New York Times (09/11/13) Steven Greenhouse; Jonathan Martin
During a phone call between the president of the AFL-CIO, Richard Trumka, and President Obama last month, the union president expressed anger about the Affordable Care Act, specifically the delay of an employment mandate and the effects of ACA on existing health insurance plans. Due to Obama’s concerns about labor’s criticisms, Trumka promised he would try to soften the resolutions that several unions would push at the American Federation of Labor and Congress of Industrial Organizations’ convention this week in Las Vegas. However, labor leaders still criticized the president and Congress at the convention. They praised the legislation, but demanded changes to certain regulations. They asserted that by offering tax credits for workers buying insurance from for-profit and other companies in the exchange, certain employers will be placed at a disadvantage.

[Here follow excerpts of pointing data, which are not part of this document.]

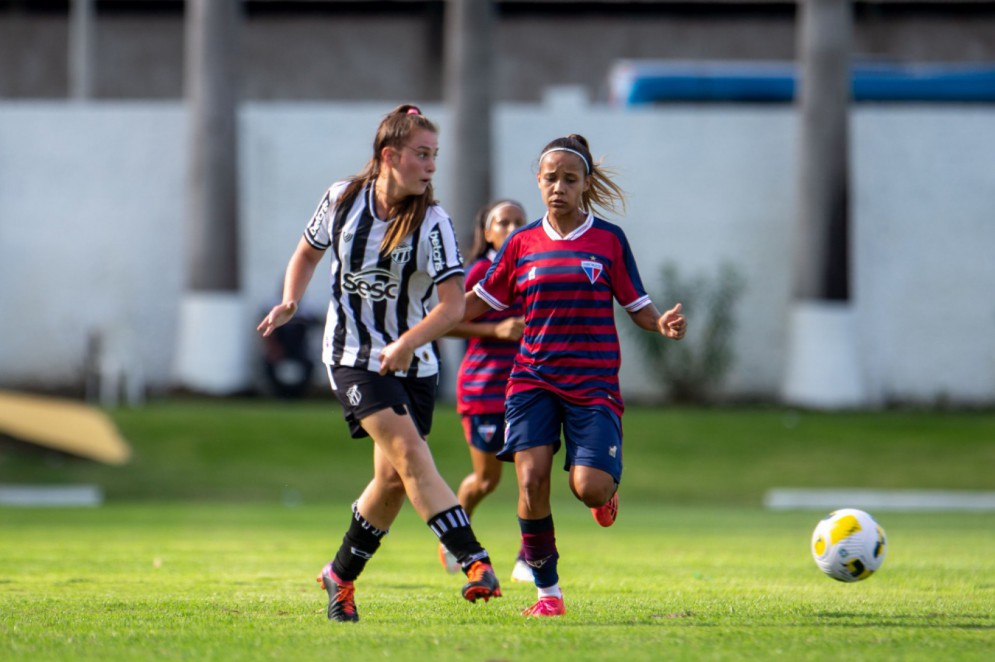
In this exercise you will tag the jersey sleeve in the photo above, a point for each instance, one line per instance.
(497, 288)
(476, 272)
(439, 246)
(318, 231)
(628, 286)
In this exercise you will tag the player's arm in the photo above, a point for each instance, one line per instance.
(443, 317)
(299, 271)
(670, 324)
(507, 329)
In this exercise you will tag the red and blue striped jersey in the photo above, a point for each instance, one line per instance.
(486, 366)
(568, 286)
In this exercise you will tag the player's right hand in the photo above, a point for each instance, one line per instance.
(280, 315)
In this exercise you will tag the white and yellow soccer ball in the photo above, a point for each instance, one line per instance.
(848, 545)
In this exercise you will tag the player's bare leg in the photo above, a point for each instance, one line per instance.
(401, 445)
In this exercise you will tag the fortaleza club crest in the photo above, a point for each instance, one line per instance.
(592, 269)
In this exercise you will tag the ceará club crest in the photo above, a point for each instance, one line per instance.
(401, 254)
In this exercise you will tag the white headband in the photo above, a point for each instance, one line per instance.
(572, 151)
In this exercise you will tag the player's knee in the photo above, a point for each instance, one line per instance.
(488, 483)
(594, 494)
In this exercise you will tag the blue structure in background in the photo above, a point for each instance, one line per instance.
(637, 82)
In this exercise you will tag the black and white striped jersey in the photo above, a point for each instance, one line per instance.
(374, 298)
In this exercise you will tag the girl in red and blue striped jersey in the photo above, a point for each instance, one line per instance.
(567, 268)
(483, 373)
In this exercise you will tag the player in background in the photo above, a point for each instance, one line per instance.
(390, 246)
(484, 371)
(566, 269)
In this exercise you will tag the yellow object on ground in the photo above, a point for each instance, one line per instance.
(62, 425)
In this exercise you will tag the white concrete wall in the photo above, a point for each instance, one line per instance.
(91, 208)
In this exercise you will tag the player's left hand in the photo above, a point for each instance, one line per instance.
(672, 323)
(396, 357)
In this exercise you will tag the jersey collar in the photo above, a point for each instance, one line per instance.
(555, 236)
(371, 203)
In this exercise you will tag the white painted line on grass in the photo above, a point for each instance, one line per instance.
(781, 498)
(51, 496)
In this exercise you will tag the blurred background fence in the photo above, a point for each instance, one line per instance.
(93, 193)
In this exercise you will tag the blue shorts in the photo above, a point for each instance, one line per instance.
(485, 432)
(593, 434)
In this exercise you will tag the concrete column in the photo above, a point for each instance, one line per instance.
(466, 140)
(823, 368)
(215, 332)
(81, 49)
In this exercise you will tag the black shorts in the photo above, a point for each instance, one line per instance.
(363, 392)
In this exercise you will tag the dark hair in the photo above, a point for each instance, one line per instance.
(396, 127)
(480, 243)
(603, 193)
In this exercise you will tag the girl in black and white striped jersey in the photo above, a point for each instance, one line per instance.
(392, 247)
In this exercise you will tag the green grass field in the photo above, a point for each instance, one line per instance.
(210, 540)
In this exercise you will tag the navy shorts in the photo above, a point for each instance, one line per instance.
(593, 433)
(364, 392)
(485, 432)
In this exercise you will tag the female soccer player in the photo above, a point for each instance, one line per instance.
(391, 245)
(484, 371)
(567, 268)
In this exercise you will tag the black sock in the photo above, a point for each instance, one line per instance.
(453, 529)
(539, 545)
(360, 542)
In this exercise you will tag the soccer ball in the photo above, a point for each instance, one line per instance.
(848, 545)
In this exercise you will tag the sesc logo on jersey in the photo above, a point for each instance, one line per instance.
(371, 284)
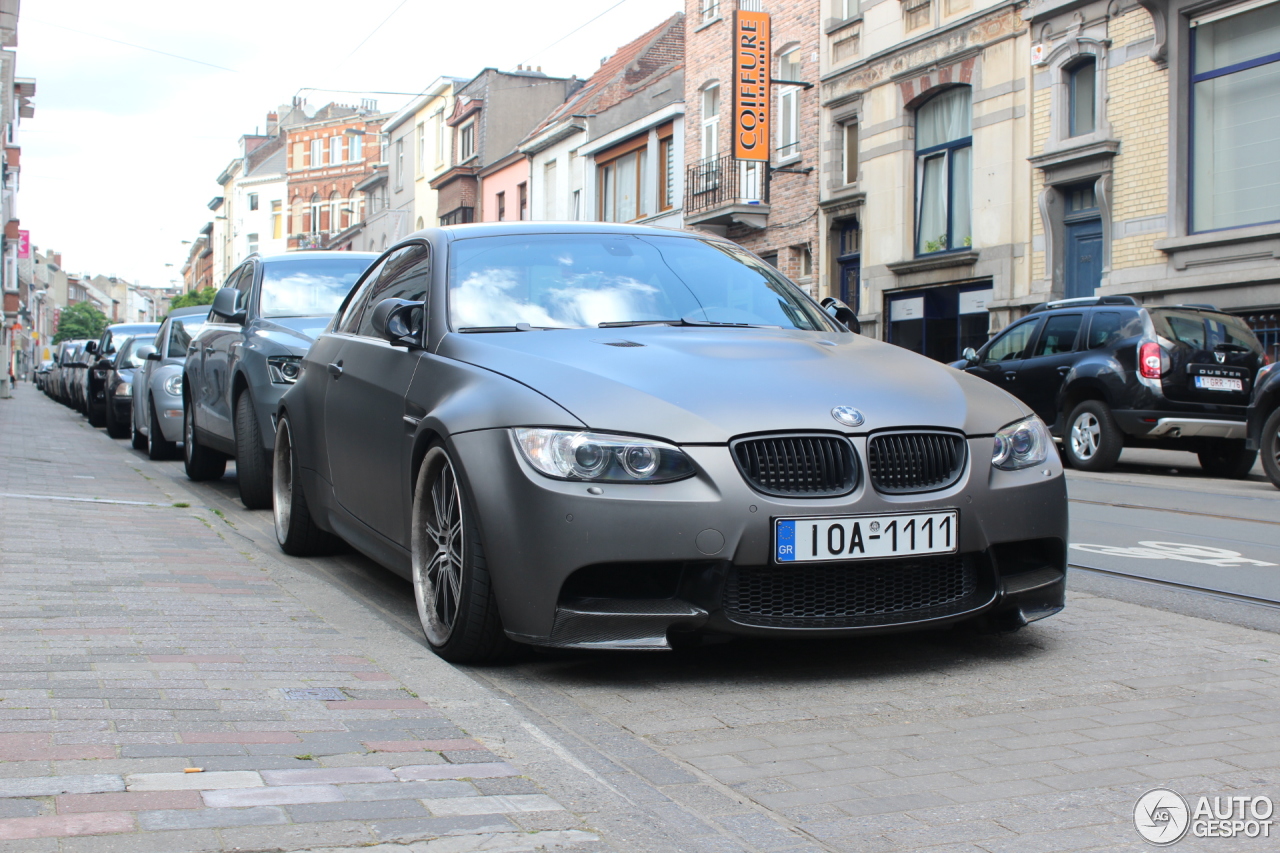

Trumka will meet with Obama on Friday. The loss of health care benefits has the potential to erode union membership, which is already struggling as the organizations decline. Several union presidents have expressed frustration with an administration that they have aided, but which has not aided them in return. Union leaders want unionized workers to qualify for tax credits that workers with family income less than four times the poverty line receive, to help finance their Taft-Hartley insurance plan, which covers around 20 million workers and retirees. Republicans are attempting to prevent any union accommodation on this issue.